パンクしても走行可能な構造のタイヤを指す

「ノーパンクタイヤ」という言葉を聞いたことがあるだろうか? 文字どおりパンクしないタイヤのことで、現在では「ランフラットタイヤ」と呼ばれるようになっている。特徴は明快で、パンクしても走行可能な構造のタイヤのことを指すのだが、パンクしても走れるタイヤとは、いったいどういうタイヤのことを言うのだろうか?

 その前に、まずタイヤにかかわるトラブルを挙げておこう。主に、タイヤが破裂するタイヤバースト、サイドウォール部を損傷(裂傷)させる例、鋭利な物(クギ、金属片など)を踏みトレッド部に穴を開けてしまう例などがある。タイヤバーストは、文字どおりタイヤが破裂する状態で、タイヤの許容限界を超す重荷重や高負荷の走行条件下(とくに摩耗が進んだ状態のタイヤ)で起こることが多く、主に高速走行中のトラックが発生させる例が多い。このケースは、瞬時にしてタイヤが飛散するため、バーストと同時に車両は走れなくなり、車両のコントロールを失う場合もある。

 サイドウォールの損傷は、タイヤのサイドウォール部が路上の鋭利な物に接触して損傷するケースで、不整地走行中にサイドウォール部を岩角などに接触させ損傷させてしまうケースだ。この例も、損傷と同時にタイヤ内部の空気が一気に漏れ出てしまうため、タイヤとしての機能が失われ、走行不能(極低速の移動は可能な場合もある)となってしまう。

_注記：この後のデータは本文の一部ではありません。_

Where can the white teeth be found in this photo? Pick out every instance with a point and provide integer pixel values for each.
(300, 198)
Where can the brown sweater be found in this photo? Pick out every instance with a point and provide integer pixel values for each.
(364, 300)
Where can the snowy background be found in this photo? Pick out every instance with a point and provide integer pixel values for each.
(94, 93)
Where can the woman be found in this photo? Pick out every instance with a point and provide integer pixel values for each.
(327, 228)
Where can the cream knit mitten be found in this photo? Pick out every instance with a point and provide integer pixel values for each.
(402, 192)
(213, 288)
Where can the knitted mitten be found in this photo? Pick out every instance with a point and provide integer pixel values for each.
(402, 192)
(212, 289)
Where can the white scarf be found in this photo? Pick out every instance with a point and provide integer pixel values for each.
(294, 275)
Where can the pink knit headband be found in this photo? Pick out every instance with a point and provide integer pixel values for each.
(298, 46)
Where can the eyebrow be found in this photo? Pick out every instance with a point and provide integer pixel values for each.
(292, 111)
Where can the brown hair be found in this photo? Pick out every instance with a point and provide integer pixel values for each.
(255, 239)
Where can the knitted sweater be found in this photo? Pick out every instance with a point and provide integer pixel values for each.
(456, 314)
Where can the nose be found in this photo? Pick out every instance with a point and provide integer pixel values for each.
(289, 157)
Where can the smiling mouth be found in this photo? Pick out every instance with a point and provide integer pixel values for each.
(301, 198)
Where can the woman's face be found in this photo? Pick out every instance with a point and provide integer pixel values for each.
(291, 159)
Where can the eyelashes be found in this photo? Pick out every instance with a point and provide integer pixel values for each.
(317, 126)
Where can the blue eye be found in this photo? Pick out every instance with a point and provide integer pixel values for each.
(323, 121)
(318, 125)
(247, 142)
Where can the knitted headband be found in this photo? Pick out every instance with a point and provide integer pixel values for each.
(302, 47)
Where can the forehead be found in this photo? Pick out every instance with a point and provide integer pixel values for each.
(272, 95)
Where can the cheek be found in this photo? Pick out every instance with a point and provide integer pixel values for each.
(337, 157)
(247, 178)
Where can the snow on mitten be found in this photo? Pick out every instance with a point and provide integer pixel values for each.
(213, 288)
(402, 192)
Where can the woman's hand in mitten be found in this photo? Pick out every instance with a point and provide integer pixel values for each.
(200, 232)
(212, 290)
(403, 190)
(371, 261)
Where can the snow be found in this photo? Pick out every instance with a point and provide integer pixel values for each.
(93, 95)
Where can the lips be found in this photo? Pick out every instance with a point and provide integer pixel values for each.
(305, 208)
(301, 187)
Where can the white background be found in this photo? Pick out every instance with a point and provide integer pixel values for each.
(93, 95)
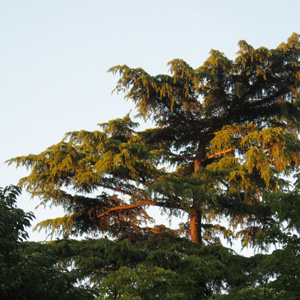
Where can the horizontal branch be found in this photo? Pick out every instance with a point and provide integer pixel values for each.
(219, 153)
(130, 206)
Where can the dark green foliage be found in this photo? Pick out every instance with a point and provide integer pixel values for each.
(26, 274)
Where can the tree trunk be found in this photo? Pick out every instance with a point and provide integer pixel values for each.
(196, 215)
(195, 223)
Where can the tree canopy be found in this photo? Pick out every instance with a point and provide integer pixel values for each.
(225, 134)
(25, 273)
(221, 148)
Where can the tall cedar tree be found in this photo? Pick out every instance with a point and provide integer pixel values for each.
(224, 135)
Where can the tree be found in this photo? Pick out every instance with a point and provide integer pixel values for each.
(27, 274)
(225, 134)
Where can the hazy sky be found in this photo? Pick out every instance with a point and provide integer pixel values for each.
(54, 58)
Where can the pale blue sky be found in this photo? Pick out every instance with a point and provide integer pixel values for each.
(54, 56)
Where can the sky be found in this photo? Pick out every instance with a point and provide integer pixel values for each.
(54, 58)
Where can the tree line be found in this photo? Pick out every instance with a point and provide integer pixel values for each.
(222, 150)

 鋭利な物(クギなど)を踏んでトレッド面に穴を開け、そこから空気が漏れ出すトラブル、いわゆるパンクは、タイヤに関するトラブルのなかでも、もっとも多い発生例だ。タイヤは、内部に気体(主に空気、競技用では窒素の場合もあり)を封入し、その張力によって車体を支える働きを持つ。気体封入構造とすることで、走行中のタイヤを適度にたわませ、路面の凹凸や旋回Gを上手く吸収し、路面接地力を高めたり、乗り心地をよくしている。

 これが現代のタイヤ、空気入りタイヤの基本的な考え方で、ジョン・ボイド・ダンロップ(ダンロップラバー創設者)によって実用化された空気入りタイヤである。ちなみに、それまでのタイヤはゴムの剛体で、乗り心地も良くなければ、接地性能もよくなかったが、唯一、パンクをしないことが大きな特徴だった。

 走行中のタイヤが、何らかのトラブルによって内部に封入した気体を失ってしまうと、走行不能になる、あるいはコントロールを失うことで危険な状態に陥ることになり、可能な限り避けたい走行場面である。こうしたことから、内部の封入気体を失っても走れるタイヤとして考え出されたのが、ランフラットタイヤである。

現在はサイドウォール部を強化したタイプが主流

 このランフラットタイヤ、当初は二重構造で考えられていた。通常の気体入りタイヤの内部にソリッド構造の小径タイヤを設けたものと考えてもらえばよいだろう。何らかの理由によって内部の封入気体を失って潰れた場合、今度は内側のソリッド領域の部分が支えとなり、走行を可能とする方式である。もちろん、正常な状態のタイヤと較べて走行性能はかなり劣ることになるが、走行不能になることはなく、自宅、タイヤ修理店など、最低限の目的地までそのまま走行が可能だ。危険回避性能と言い換えてもよく、戦闘地帯での行動を前提とした軍用車両で採用されている方式だ。要するに、危険地帯から脱出し、安全なエリアまで回避したところでタイヤ交換をすればよい、という考え方である。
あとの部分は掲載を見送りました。